Good god. Could it really be possible that this was all simply a physical manifestation of what was going on in my mind? Later, a counsellor explained that once the body starts to react in this extreme way, it becomes conditioned to that reaction until any bit of stress can trigger an attack.

My next port of call was Dr Elizabeth Bradley, a second GP, who listened carefully then agreed with my diagnosis, immediately referring me to a psychiatrist, who initially suggested I take heavy-weight antidepressants, undergo Cognitive Behavioural Therapy (CBT) and have breathing lessons. I refused the drugs. I didn't feel depressed, but by now just chronically anxious about my world.

I'm now six months down the line of CBT with chartered clinical psychologist, Judith Halperin. She's worked with me to re-frame the attacks as "moments of anxiety" and now I no longer feel that they may kill me. I now also recognise the pre-cursor signs of a "moment", and can often take averting tactics.

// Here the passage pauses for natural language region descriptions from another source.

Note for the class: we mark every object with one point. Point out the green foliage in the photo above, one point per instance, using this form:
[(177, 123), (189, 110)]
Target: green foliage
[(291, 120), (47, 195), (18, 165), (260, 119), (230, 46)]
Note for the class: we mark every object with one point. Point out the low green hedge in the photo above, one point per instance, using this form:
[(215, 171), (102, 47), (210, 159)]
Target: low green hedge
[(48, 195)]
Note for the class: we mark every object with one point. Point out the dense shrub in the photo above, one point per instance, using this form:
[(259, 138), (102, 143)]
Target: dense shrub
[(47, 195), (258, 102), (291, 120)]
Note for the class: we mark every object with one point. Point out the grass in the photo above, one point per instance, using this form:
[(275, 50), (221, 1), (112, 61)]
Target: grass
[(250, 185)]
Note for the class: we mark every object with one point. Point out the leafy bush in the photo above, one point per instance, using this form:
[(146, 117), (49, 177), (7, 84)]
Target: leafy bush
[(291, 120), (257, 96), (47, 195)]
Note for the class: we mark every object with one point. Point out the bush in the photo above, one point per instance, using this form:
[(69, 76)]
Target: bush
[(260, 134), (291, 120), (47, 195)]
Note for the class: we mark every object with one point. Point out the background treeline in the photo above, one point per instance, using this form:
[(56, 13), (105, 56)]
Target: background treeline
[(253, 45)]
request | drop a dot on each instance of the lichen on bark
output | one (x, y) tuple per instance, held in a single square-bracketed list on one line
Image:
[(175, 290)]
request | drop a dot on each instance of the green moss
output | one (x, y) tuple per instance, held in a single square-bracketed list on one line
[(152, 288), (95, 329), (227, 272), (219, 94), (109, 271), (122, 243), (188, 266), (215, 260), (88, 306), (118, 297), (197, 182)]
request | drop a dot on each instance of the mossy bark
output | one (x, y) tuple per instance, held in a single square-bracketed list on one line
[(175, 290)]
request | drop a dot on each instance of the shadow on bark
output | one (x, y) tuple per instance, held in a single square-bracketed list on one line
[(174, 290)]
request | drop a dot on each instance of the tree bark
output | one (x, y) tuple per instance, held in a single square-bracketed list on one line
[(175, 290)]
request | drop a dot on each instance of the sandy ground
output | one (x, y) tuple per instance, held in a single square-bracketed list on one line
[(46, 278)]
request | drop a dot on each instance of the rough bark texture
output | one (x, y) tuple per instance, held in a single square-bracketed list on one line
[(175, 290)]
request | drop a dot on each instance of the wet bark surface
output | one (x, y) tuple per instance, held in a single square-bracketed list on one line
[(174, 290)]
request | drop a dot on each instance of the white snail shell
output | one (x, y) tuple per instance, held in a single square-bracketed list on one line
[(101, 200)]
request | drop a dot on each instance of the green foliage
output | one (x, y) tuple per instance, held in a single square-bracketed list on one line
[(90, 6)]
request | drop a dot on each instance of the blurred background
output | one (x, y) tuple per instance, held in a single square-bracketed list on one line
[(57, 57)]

Although I'm still having my moments, their intensity has lessened. Part of that change is down to my recognising them for what they are. I'm still off the fags and now just have to tackle losing the weight I have gained as a result. Getting to this stage has taken two and half years of blood, sweat, tears - and lots of dosh. Now at least I'm having some days totally free of moments, and I'm quietly optimistic that these will become the norm.